ABC News reports that el paquete is Cuba's number one private employer, bringing in $4 million a month:
They do not cite their sources, but it is not an outlandish claim. I don't know how many people are employed in the private sector, but, considering the goofy list of jobs that are eligible for self employment, it is believable that this popular, ubiquitous service could be the leading private employer.
And $4 million a month does not sound like a lot of revenue for such a widespread operation. According to the ABC report, terabyte hard drives with the week's material are delivered to customer's homes for 5 CUC (about $6.50). The subscriber copies as much as he or she wants and the drive is picked up the next day.

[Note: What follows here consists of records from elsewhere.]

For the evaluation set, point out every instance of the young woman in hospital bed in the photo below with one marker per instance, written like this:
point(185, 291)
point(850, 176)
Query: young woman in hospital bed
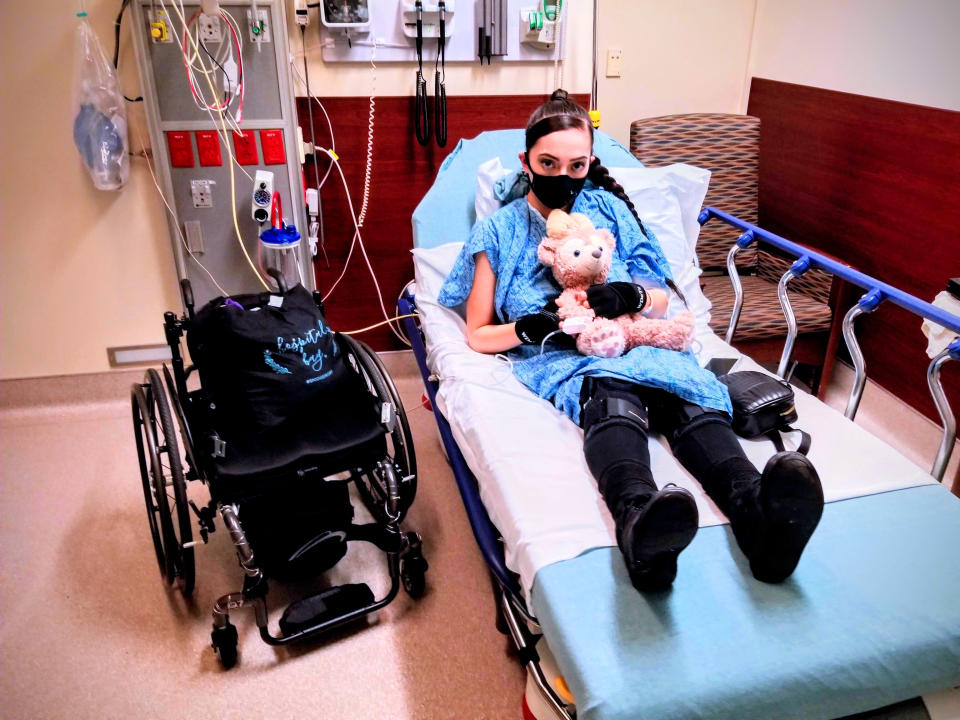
point(509, 303)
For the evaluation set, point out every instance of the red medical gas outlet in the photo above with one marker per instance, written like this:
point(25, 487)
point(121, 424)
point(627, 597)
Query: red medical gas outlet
point(181, 149)
point(245, 147)
point(208, 148)
point(272, 143)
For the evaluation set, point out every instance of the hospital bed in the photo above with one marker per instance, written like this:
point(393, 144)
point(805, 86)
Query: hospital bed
point(871, 615)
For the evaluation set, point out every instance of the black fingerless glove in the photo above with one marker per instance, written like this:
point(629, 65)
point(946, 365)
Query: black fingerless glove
point(616, 298)
point(533, 328)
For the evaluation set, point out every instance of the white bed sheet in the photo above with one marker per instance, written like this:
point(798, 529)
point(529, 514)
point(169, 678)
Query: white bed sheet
point(528, 459)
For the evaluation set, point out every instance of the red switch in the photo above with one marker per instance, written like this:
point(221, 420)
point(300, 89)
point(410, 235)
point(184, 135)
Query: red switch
point(208, 148)
point(245, 148)
point(181, 149)
point(272, 143)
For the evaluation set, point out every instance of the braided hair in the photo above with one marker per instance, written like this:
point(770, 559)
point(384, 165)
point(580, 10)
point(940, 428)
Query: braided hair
point(562, 113)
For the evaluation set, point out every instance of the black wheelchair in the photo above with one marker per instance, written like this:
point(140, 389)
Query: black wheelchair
point(282, 493)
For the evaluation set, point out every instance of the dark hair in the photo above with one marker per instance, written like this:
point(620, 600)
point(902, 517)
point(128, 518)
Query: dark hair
point(562, 113)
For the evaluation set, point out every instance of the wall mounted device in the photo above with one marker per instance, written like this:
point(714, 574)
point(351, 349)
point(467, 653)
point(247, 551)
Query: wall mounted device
point(262, 195)
point(488, 29)
point(540, 25)
point(346, 15)
point(217, 218)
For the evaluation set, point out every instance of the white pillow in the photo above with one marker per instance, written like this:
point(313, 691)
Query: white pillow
point(668, 200)
point(443, 326)
point(486, 203)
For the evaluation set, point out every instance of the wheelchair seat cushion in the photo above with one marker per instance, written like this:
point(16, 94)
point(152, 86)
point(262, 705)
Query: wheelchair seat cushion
point(263, 358)
point(340, 433)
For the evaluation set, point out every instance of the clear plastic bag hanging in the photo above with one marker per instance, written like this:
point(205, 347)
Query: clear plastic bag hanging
point(99, 113)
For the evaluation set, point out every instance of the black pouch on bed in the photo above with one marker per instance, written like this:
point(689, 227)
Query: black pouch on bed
point(762, 405)
point(264, 358)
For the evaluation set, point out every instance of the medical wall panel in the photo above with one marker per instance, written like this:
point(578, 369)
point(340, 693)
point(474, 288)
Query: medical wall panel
point(402, 172)
point(875, 183)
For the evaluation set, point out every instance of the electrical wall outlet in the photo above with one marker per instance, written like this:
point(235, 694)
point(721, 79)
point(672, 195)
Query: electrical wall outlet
point(614, 62)
point(262, 196)
point(202, 192)
point(160, 27)
point(259, 31)
point(211, 29)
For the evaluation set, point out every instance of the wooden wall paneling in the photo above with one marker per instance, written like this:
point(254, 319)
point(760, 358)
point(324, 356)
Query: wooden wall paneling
point(877, 184)
point(403, 171)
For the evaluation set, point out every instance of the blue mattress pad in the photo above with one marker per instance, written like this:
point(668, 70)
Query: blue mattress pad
point(870, 617)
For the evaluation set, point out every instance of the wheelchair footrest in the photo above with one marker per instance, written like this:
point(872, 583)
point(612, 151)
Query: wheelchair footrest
point(328, 605)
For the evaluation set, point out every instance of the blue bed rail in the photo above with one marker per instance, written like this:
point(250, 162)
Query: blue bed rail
point(877, 292)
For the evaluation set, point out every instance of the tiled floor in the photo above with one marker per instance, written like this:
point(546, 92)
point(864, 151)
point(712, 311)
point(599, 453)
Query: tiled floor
point(88, 631)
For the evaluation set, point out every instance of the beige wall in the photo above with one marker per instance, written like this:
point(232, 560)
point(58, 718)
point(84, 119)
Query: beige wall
point(79, 269)
point(904, 50)
point(680, 56)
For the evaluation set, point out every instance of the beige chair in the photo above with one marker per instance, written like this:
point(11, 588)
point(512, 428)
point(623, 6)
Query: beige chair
point(729, 146)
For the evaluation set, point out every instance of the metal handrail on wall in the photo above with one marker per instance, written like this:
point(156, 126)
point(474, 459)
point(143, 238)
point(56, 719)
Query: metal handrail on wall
point(877, 292)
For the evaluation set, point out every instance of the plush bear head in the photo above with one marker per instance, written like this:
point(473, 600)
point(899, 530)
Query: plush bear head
point(579, 254)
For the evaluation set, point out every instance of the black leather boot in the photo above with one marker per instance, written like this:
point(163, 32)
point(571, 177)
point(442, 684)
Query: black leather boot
point(774, 518)
point(652, 536)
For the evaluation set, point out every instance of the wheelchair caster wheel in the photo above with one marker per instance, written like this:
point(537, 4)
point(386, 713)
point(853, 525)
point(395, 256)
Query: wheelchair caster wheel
point(413, 571)
point(225, 645)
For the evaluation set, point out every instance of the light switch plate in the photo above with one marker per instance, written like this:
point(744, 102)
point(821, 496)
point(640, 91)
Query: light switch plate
point(614, 62)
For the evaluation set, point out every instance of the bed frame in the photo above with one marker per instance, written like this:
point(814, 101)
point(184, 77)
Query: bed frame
point(514, 617)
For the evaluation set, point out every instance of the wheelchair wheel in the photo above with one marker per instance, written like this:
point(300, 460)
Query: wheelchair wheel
point(413, 568)
point(224, 642)
point(164, 487)
point(378, 380)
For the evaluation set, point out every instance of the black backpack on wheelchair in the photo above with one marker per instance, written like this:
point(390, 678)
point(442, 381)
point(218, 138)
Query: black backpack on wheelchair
point(288, 414)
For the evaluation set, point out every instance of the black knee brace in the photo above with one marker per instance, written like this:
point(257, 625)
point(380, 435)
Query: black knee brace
point(615, 428)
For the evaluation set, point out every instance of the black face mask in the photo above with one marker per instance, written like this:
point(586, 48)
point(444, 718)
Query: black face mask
point(555, 191)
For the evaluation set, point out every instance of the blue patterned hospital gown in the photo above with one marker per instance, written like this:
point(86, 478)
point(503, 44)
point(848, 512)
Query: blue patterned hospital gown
point(510, 238)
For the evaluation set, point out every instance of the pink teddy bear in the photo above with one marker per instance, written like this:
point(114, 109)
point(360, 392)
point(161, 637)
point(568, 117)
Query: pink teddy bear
point(580, 256)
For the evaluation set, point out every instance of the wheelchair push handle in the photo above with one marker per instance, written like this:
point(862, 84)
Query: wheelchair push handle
point(186, 290)
point(279, 279)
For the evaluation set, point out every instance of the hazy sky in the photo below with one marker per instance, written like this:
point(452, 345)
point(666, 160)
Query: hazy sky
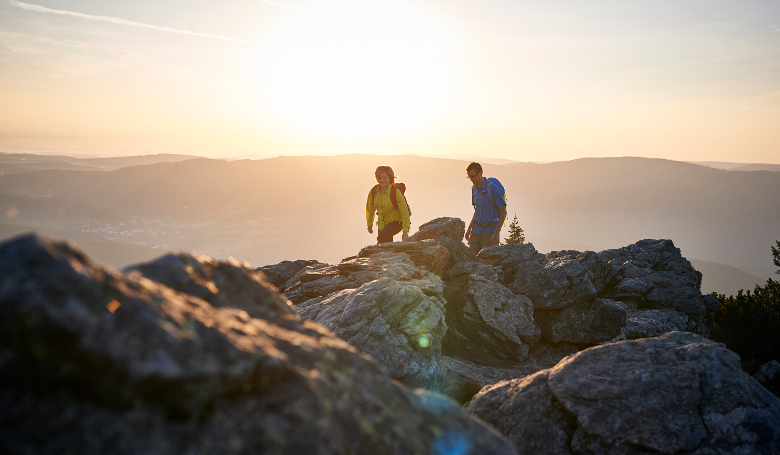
point(524, 80)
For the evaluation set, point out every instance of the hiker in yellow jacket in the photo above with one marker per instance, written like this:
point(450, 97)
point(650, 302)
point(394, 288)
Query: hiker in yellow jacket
point(391, 217)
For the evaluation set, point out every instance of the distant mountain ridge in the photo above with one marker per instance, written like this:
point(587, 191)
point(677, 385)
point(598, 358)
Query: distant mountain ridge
point(265, 211)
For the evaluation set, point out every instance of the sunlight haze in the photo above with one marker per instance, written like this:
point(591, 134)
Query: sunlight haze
point(519, 80)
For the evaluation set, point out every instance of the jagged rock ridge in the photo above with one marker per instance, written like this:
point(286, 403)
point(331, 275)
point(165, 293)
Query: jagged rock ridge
point(212, 361)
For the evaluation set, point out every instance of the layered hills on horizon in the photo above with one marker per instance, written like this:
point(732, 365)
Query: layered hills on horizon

That subscriber may in turn distribute material to others on flash drives or their own portable hard disks.
Elio Hector Lopez, who claims to be the head of el paquete, described a different price structure in a Forbes interview:
Most customers get the drive at home, where they exchange it for last week’s drive and the equivalent of $1.10 to $2.20. (Distributors selling to other distributors charge ten times as much.)Regardless, $4 million seems plausible. Lopez went on to say that the original founding group had broken up, but evaded the interviewer's questions about operational details.
The following video gives a view of the distribution of el paquete:
It includes an interview of "Dany Paquete" (shown above), a 26-year old "who looks more like a lazy college sophomore than a kingpin of a national blackmarket of pirated media." He is one of two competing national distributors in Havana.
The documentary does not disclose details on the gathering of information, but suggests that editors in Miami and Havana select movies, music, etc. each week.
Dany sounds more like an MBA business man than a drug dealer and is unafraid to appear on camera. The Cuban government clearly tolerates el paquete. Even if officials are not being paid off, it satisfies many consumers, making them less likely to press for open Internet access. Had he been writing today, Karl Marx would have said "el paquete is the opium of the masses."
I recently had an opportunity to ask a senior State Department spokesman whether el paquete copyright violation had come up during discussions with the Cubans and he said "no," but the agenda of Bilateral Commission includes discussion of claims for damages. The focus will no doubt be on Cuban claims for damages resulting from the embargo and US claims for nationalized property -- might that be stretched to include "Orange is the New Black?"
A recent news report sheds light on the economics of el paquete distribution. It features the video shown below -- an interview of an anonymous distributor of el paquete to end users. He pays $2 a week for the paquete and the price he charges his customers is a function of the amount of data they copy. For example, eight Gbytes costs 10 Cuban pesos, about 50 cents. To become a distributor, he had to invest in a computer -- an old tower PC -- and portable external hard drives.
Distributing el paquete is a side job. He earns about $32 a month, which he uses to buy extra food -- and he sees the latest episode of his favorite TV shows.